Выбрать главу
* * *

Рассказал, как приехал домой, как его встретили, сколько было слез и какой вкусный обед, с его любимыми куриными котлетками и взбитыми белками, устроили в честь его приезда, как он уписывал этот обед после российской голодухи, и как после обеда все собрались в гостиной, вспоминали отца, и мать, заплакав, передала ему запечатанное в конверте письмо, оставленное Болесю отцом, и сказала: «Воскресает Польша… Не дождался…»

И как он, Болесь, читал это письмо, и вся семья внимала ему, словно слышала голос с того света… у отца его был рак печени, дни его были сочтены, и в своем письме он прощался с сыном. Болесь прочитал мне письмо. В наиболее чувствительных местах его глаза застилали слезы…
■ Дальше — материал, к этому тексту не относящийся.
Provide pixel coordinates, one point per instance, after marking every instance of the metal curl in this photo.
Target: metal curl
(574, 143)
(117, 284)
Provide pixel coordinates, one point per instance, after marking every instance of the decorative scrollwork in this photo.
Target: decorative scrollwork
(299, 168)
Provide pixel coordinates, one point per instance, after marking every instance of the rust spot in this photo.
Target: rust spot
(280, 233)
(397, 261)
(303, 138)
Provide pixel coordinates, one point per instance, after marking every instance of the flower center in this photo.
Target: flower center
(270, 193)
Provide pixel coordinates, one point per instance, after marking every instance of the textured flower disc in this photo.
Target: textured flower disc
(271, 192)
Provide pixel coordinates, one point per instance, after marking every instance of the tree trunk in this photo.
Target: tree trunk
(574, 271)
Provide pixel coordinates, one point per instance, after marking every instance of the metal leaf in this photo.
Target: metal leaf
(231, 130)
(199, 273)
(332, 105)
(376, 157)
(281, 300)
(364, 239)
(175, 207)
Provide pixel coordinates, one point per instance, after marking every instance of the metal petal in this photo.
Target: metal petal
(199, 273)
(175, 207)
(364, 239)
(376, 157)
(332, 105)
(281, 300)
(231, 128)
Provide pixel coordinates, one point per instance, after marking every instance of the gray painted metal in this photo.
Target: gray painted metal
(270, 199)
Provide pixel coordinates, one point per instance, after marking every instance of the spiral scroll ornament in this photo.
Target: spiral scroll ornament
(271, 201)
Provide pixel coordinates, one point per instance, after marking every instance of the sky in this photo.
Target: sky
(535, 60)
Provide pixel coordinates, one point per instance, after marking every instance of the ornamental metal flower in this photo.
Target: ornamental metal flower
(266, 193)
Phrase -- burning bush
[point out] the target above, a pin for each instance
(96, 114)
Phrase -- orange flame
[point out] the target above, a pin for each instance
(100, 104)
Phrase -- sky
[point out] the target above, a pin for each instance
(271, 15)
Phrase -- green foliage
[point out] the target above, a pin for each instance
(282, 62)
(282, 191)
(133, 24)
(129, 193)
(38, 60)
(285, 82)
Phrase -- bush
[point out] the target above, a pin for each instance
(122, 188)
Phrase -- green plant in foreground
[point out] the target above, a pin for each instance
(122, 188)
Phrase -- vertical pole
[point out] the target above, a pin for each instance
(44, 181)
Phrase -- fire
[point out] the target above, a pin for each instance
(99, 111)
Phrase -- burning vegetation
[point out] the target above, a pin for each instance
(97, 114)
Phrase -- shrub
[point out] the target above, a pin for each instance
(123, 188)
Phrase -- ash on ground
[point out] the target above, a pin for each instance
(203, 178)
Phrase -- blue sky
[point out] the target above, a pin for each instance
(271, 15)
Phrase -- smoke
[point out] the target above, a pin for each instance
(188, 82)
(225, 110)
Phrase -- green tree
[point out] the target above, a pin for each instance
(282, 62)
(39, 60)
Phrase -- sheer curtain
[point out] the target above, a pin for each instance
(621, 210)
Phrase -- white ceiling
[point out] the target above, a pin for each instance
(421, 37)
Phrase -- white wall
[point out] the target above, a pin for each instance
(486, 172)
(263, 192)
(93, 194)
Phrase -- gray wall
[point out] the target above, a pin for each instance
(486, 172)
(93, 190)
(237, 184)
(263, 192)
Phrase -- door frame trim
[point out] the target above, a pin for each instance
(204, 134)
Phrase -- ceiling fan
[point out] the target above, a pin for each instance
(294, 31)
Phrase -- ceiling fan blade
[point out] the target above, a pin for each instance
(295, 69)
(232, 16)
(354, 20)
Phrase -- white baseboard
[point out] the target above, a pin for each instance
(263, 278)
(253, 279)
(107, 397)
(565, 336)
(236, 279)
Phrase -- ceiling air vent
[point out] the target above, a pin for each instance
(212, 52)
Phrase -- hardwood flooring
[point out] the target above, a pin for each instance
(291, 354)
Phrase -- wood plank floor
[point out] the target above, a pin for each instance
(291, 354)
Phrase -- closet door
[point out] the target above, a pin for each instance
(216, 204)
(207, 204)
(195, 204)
Какими только нежными именами не называл его отец в этом письме! Огорчался, что не может прижать к своей больной груди дорогого Болеся… Сетовал на трудности жизни под оккупантами: ему, больному, нужно хорошее питание, а дома, писал он, «не каждый день даже стакан молока есть…». Вспоминал брата-революционера, погибшего на русской каторге ради освобождения Польши. Скромно отмечал свои заслуги. И поучал сына, чтобы тот тоже любил свой народ, свою страну и с состраданием относился ко всем обездоленным и несчастным, боролся за светлое будущее…

Спрятав письмо и вытерев слезы, Болесь рассказал мне, как мать, когда он приехал, поведала ему свои сны: ей все мерещились ужасы красного террора, подвалы «чрезвычайки», кровь на стенах и он, Болесь, невинная жертва.

— Что значит нельзя верить снам! — развеселившись, воскликнул он. — Сын-то приехал целехонький и даже — сам красный!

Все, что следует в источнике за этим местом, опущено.